The Gander Trucks postseason schedule will remain at seven races, but the expansion will alter the elimination format that pares drivers from championship eligibility. That structure will now feature:
Three races in the Round of 10, after which two drivers will be eliminated.
Three races in the Round of 8, after which four drivers will be eliminated.
The Championship 4 finale, which will determine the series champion Nov. 6 at Phoenix Raceway.
The playoff format previously followed an opening Round of 8, another three races in the Round of 6 and the Championship 4. Brad Moran, managing director for the Gander Trucks Series, said that the emergence of more top-level teams and the heightened degree of competition made the decision to increase the playoff field a natural one.
“The way the format was structured in the Gander Truck Series with the Round of 8, Round of 6, Round of 4, we were leaving some excitement on the table,” Moran said. “Maybe three or four years ago, not so much, but certainly the last couple of years with the series strengthening to the position it’s in right now, we really felt putting 10 teams into the playoffs for a Round of 10 is just going to make it that much more exciting and interesting, and will put a lot of emphasis on winning races, which is what we try to do.”
NASCAR introduced eliminations to the Cup Series playoffs in the 2014 season.
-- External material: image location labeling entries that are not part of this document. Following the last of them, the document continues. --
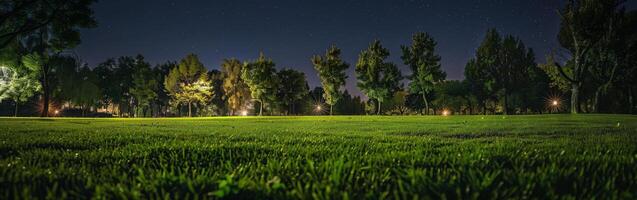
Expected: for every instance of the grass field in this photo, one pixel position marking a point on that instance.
(470, 157)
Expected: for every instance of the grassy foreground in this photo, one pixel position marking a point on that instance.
(471, 157)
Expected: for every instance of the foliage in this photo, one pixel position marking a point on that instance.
(235, 89)
(584, 23)
(501, 68)
(260, 76)
(144, 84)
(294, 89)
(424, 64)
(376, 78)
(188, 83)
(331, 71)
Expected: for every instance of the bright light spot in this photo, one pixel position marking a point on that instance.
(445, 112)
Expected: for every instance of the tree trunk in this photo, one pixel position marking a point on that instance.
(575, 98)
(424, 97)
(45, 98)
(189, 109)
(631, 102)
(260, 108)
(596, 100)
(506, 103)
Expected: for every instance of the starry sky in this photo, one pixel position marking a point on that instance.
(291, 31)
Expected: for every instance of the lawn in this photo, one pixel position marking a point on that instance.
(469, 157)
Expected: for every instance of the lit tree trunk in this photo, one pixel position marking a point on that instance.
(631, 102)
(424, 97)
(45, 96)
(575, 98)
(15, 113)
(189, 109)
(260, 107)
(506, 103)
(596, 100)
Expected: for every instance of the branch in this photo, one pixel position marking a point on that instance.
(559, 69)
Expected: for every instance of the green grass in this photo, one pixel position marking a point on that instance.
(470, 157)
Similar formats followed for the Xfinity Series and Gander Trucks two years later. The Cup Series postseason field features 16 drivers; 12 drivers qualify for the Xfinity Series playoffs each year.
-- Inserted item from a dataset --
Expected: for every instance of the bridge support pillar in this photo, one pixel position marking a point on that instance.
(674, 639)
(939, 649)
Moran said that competition officials had been weighing a potential expansion by comparing final standings from previous seasons, ultimately arriving at a 10-driver field for the Gander Trucks tour. It also provides some late-season cohesion: Now all three national series will feature a Round of 8 that cuts the playoff fields in half before the championship finales.
“It seemed like the right number,” Moran said. “We only start 32 trucks, we have a great group of owners, and we did not want to water down our playoffs, but the two additional trucks kind of changes the whole layout. It changes the whole ecosystem of the playoffs. People are going to be that much more aggressive to get one of those 10 spots, and it does marry up with the other two series when we get to the Round of 8.”
Moran said that NASCAR competition officials analyzed past seasons before opting to expand the field, but cautioned that the decision was not a hasty reaction to last year’s regular-season outcome. ThorSport talent Ben Rhodes was the first driver to miss out on the playoffs, and rising stars Harrison Burton and Todd Gilliland — both drivers for highly regarded Kyle Busch Motorsports — also surprisingly failed to make the cut. All three are NASCAR Next alumni.
“That has nothing to do with it,” Moran said. “Last time I checked, KBM won an owner’s championship this year, so no, that had nothing to do with our thinking. (Expansion) has been talked about internally since the beginning of last year, and we just didn’t want to jump the gun on doing it. We have a good solid footing in this series now and the strength of the series is really the deciding factor of why to do this.”
Like the other two national circuits, the Gander RV & Outdoors Truck Series features a shuffled 2020 playoff schedule that’s among NASCAR’s most varied. Both the first and last races in the playoffs are new: The postseason opens at World Wide Technology Raceway at Gateway and ends at Phoenix Raceway, host to all three series’ finales for the first time.
The 2020 schedule remains unchanged for the newly expanded playoffs:
Round of 10: Gateway (Aug. 21), Canadian Tire (Sept. 6), Bristol (Sept. 17)
Round of 8: Las Vegas (Sept. 25), Talladega (Oct. 3), Martinsville (Oct. 30)
Championship 4: Phoenix (Nov. 6).
“We really felt it was good for the ownership of the trucks, for the owners, for their sponsors. The time was right,” Moran said. “It’s going to add more excitement for the fans watching, and it’s giving everyone the opportunity so it should put the intensity level for our playoffs off the charts.”
The only reason why the case for this is questionable is, almost every full time driver would be eligible. In 2019, 12 drivers ran full time seasons. While the numbers could be up for 2020, it’s still questionable to allow over 70-80 percent of the field to make the postseason.